Wednesday, January 29, 2014

Read.Eat.Listen: Trophies & Icons

When I was in grade school, my class was shown a cautionary film about extinction (mind you this was Santa Cruz during the 70s). I don't remember much else about the movie other than a scene of mystified children walking through a dusty museum full of taxidermied bears and fox, snakes and raccoons. The children in this movie, set far into the future, didn't recognize the animals, which were known to me and the rest of my class. This really got me. How? Why? What? I liked the fact, growing up in a somewhat rural area, that I knew live animals and their environments to some degree, not just vestiges.  The movie did its job and laid another brick in the foundation of my appreciation of nature. Which is why the implications of the California drought, and then happening upon a seemingly randomly-placed wall full of trophy animals has gotten stuck in my craw of late.
Unbeknownst to me prior to last week, a roadside restaurant along Highway 5 houses a large collection of trophy animals including three polar bears (!), moose heads and pronghorn antelope. We'd stopped for some road food and whatever pie we could find. Upon procuring the latter (in a bit of foreshadowing, a slice of 'Fruits of the Forest' mixed berry pie), we stepped into the cafe/bar side of Granzella's and.. stopped in our tracks: covering the high-ceilinged walls were hundreds of deer, elk and moose heads plus stuffed pheasant, pin-tail ducks and other birds.
'What the.... " We shuddered. Most people in the restaurant weren't evening looking at the stuffed animals.  I flashed on the grade-school movie. I Googled Trophy Animals & the restaurant name to get up to speed. I couldn't really find much other than the collection belonged to the owner of the restaurant. But I did fidd some other, unsettling, information about the practice of trophy hunting from In Defense of Animals. 
Some tips from their site:
What you can do:
  • Contact IDA if you are interested in helping to end trophy hunting.
  • Before you vote for a legislative representative, find out if he/she is supportive of trophy hunting, canned hunts or even involved in the killing of “big game” or any exotic animals. If yes, do not vote for this person!
  • Before booking a safari in foreign countries, make sure the outfitting company does not endorse safari hunts and has no ties to any trophy hunting organization such as the Safari Club International and others.

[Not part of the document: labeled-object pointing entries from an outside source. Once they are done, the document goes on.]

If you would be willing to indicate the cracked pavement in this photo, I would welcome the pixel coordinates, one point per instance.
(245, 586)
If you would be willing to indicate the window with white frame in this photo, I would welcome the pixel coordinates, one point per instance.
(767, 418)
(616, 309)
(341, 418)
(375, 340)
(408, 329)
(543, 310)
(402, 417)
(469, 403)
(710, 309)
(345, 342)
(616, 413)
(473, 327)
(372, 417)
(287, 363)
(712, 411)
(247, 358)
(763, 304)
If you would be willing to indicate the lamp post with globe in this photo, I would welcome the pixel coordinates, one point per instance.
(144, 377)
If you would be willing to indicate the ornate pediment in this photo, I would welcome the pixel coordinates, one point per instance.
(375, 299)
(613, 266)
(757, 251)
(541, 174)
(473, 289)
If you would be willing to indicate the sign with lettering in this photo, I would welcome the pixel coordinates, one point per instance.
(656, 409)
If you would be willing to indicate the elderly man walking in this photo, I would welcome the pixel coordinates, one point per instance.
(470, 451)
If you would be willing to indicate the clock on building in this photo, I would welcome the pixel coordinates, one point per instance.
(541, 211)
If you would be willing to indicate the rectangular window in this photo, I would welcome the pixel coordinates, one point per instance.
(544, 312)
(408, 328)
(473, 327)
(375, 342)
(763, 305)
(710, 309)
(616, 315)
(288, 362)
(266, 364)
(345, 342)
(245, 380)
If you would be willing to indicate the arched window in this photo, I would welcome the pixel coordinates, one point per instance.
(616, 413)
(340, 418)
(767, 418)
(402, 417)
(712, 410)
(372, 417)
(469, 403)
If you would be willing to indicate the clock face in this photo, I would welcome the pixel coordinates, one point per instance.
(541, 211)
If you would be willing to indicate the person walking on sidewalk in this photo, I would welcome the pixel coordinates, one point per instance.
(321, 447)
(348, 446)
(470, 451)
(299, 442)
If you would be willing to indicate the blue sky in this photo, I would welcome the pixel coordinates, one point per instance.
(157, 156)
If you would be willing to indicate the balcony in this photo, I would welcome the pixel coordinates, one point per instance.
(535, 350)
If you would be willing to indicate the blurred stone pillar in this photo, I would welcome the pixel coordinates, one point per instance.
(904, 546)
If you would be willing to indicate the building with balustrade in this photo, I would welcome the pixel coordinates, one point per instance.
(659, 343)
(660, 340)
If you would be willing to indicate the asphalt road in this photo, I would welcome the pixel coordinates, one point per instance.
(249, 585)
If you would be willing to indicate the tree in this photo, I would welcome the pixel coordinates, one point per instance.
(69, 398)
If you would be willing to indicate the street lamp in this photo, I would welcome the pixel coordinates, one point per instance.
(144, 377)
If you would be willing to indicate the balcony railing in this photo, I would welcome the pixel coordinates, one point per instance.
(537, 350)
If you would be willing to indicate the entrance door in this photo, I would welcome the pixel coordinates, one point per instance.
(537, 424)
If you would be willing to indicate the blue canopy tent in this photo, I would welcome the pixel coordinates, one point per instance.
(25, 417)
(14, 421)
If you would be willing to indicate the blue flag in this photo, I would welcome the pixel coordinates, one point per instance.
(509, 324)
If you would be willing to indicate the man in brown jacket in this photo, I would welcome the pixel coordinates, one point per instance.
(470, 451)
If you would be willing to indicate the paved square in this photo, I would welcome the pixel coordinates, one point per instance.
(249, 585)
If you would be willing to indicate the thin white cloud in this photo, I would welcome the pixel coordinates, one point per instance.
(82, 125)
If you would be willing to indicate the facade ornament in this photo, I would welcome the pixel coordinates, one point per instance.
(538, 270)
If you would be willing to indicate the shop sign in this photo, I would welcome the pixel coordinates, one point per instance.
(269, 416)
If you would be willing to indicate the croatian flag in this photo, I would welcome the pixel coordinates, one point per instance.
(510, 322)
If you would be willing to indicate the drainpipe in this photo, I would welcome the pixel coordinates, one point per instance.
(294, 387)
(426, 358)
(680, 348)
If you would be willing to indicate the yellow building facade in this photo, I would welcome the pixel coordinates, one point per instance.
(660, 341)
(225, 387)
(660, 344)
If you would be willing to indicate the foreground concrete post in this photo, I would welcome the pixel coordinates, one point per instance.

Read: We came home from a gig Monday to the sad news of Pete Seeger's death and my wind down for the evening was reading his obit. Every songwriter, folk or otherwise, has felt the ripple of Seeger's influence. Reading the news reports and the many tributes, I was struck by what I knew but was once again wowed by: his resolute and fearless activism. What a model for us all.  Alec Wilkinson expanded on his New Yorker profile of Seeger to write The Protest Singer: An Intimate Portrait of Pete Seeger.
Eat: On our tour through the Northwest, I was on a quest for the best gluten free bread and found a good representative at Hideaway Bakery in Eugene (note they had a ton of non-GF bread too). Back at home, I've been scratching me head at my options, but have come across some good quick-bread recipes, including this dessert-like one for Date Bread w/Coffee and Ginger from Healthy & Seasonal Recipes. Yum.